Define:
A message m is "fully-acked" (from the POV of a given member u) iff, for all recipients r, u has accepted a message by r whose sender-parent is >= m's seqnum. - "recipients" possibly includes u, but certainly excludes m's sender - "accepted" means delivered locally, i.e. received, then decrypted-verified including parent hash checks; all previous messages must already be accepted
Consistency checks are triggered as follows:
- when a member u wants to part, they send a "farewell" message m:
- everyone should explicit-ack this message ASAP - this message should contain the next-sender-key, to be used after u leaves, encrypted to everyone except u. (Hopefully this addresses the concern Joe brought up.) - could probably do something similar for group keys - when this message is fully-acked, u gains consistency for all previous messages up to m, and may leave - other messages should be probably be discarded, u won't have a chance to verify their consistency. - TBD: need to think about simultaneous parts
- when a member u accepts a non-explicit-ack message m at time t
- if u did not send m, and they have not acked m by t+MAX_GRACE, they should send an explicit-ack - if m is not fully-acked (from their POV) by t+(2*MAX_RTT)+(k*MAX_GRACE) (k slightly > 1) then issue a local UI warning. Cancel the warning if/when full-ack is reached later.

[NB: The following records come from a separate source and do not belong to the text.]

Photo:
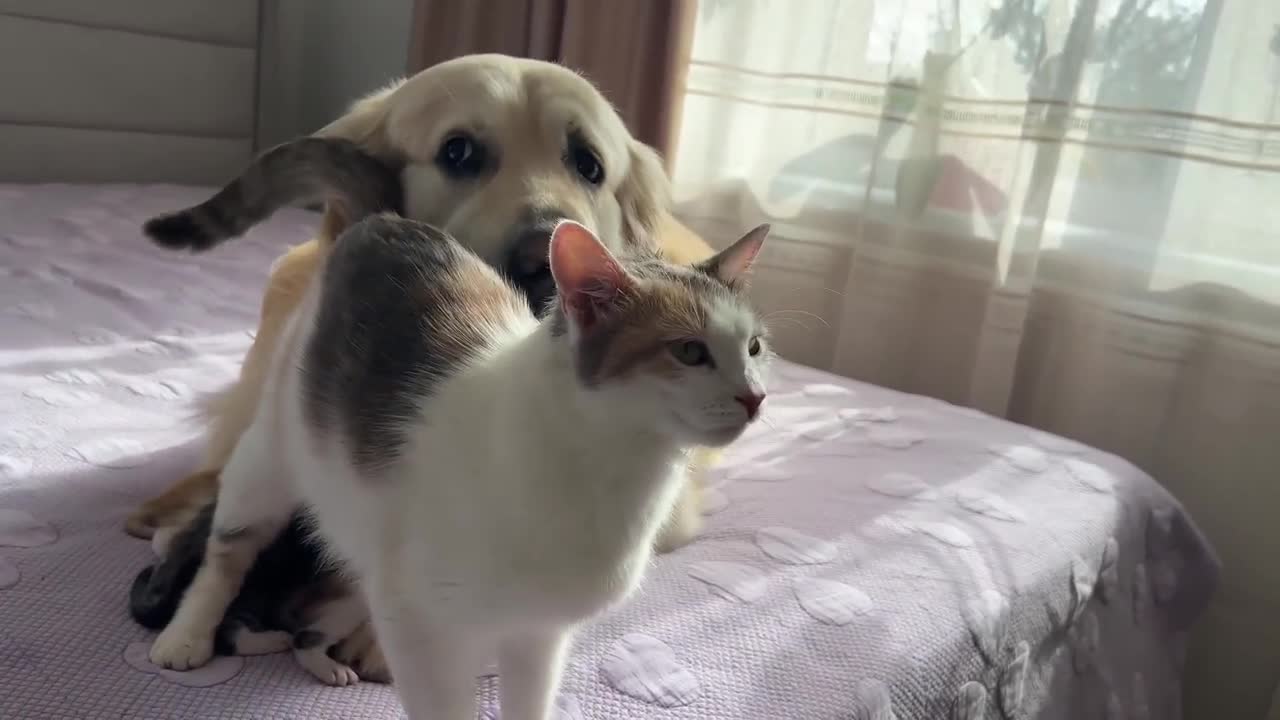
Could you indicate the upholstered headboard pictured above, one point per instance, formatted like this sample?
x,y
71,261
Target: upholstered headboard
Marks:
x,y
128,90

- MAX_RTT should be based on the transport - MAX_GRACE should be based on expected user communication rate
This guarantees that a warning shows up if we don't reach consistency within the timeout defined above, ensuring timeliness.
In terms of overhead, effectively a user will send a message at least every MAX_GRACE time period, whilst the session has other people talking. When there is a lull in the conversation, there should be no further messages.

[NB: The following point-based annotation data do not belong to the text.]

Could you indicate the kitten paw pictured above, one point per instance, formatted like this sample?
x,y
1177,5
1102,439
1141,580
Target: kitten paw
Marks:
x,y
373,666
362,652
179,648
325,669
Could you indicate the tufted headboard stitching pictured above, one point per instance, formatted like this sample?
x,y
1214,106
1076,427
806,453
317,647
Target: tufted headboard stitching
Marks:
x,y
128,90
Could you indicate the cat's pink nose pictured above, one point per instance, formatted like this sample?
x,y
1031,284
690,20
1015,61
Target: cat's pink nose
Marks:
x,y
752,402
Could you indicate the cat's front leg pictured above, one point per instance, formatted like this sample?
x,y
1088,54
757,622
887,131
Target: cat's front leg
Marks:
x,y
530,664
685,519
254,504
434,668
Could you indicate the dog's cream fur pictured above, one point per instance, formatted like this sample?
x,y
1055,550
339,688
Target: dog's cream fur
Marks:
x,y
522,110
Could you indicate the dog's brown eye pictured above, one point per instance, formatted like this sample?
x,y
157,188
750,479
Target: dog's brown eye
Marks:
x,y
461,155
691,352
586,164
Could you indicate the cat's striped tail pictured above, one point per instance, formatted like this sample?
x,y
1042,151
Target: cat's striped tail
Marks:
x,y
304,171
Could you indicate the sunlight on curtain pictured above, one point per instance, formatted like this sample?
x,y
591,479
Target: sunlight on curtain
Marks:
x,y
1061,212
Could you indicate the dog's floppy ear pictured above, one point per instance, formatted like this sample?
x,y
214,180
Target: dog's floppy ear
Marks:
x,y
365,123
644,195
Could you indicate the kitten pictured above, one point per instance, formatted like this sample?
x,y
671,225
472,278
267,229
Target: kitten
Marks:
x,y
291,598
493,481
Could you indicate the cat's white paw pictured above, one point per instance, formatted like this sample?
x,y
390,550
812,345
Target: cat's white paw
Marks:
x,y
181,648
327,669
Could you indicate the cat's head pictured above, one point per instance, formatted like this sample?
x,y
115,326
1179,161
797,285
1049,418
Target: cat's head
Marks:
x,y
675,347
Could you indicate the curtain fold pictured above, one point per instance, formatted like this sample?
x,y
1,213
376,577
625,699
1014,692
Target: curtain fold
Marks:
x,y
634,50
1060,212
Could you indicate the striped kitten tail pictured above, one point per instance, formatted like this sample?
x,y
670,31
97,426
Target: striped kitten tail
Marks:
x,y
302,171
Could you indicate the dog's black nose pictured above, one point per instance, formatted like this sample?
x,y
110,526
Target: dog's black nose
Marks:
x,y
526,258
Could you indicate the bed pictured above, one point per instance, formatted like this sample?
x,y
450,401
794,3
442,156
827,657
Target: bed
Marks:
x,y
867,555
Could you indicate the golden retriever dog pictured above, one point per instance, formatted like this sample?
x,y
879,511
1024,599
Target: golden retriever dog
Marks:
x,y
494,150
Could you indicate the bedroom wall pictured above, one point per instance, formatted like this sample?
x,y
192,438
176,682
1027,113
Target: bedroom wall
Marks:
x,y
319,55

I'm confident we can tweak the parameters so servers don't see too much extra load, but have not tried to model this precisely.
We are still vulnerable to a "drop everything" attack, but that can't be helped unless we have unconditionally-periodic heartbeats. Not sure if we want to put these in the upcoming spec.

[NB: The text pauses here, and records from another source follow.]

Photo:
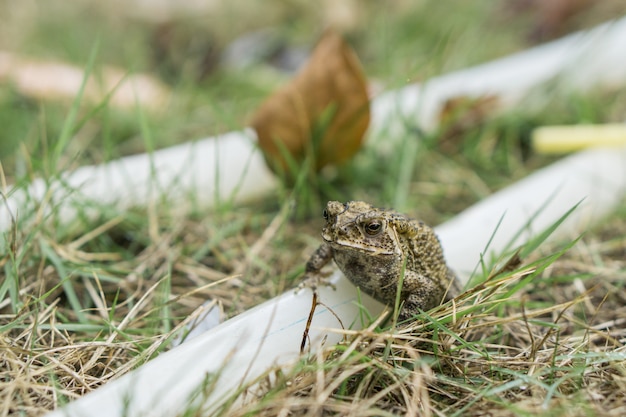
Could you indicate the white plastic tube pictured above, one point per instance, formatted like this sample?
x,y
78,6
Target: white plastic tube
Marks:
x,y
246,345
229,165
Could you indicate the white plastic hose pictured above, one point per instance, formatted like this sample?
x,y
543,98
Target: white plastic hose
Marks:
x,y
243,347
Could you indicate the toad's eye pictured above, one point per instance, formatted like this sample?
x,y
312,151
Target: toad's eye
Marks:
x,y
374,227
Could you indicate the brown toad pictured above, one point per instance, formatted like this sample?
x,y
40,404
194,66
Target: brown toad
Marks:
x,y
375,247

(The above is basically my msg-notes stuff, except assuming reliable transport, without recovery or flow control, without heartbeats, and adapted to a server-dictated ordering.)
- Timeliness
Trevor was also worried about messages appearing in wildly-different positions in a linear order, due to malicious server delaying messages. I didn't like the MAX_RTD idea for various reasons; here is an alternative:
A message m is *rejected* if its sender-parent's seqnum is < (m's seqnum - MAX_UNSYNC_COUNT) - MAX_UNSYNC_COUNT may either be constant, or a linear function of the number of members, TBD.
Seqnums are re-defined to ignore *rejected* messages.
This definition should hopefully be globally consistent (or else transcript consistency breaks) so it's easier to reason about, and the sender of the rejected message can detect this reliably and offer the user to re-send.
It is harder to be sure that time-based rejection conditions would be globally-consistent. Of course transcript consistency still breaks in that case, but it is *more likely* to break, and I think reducing this chance would be better.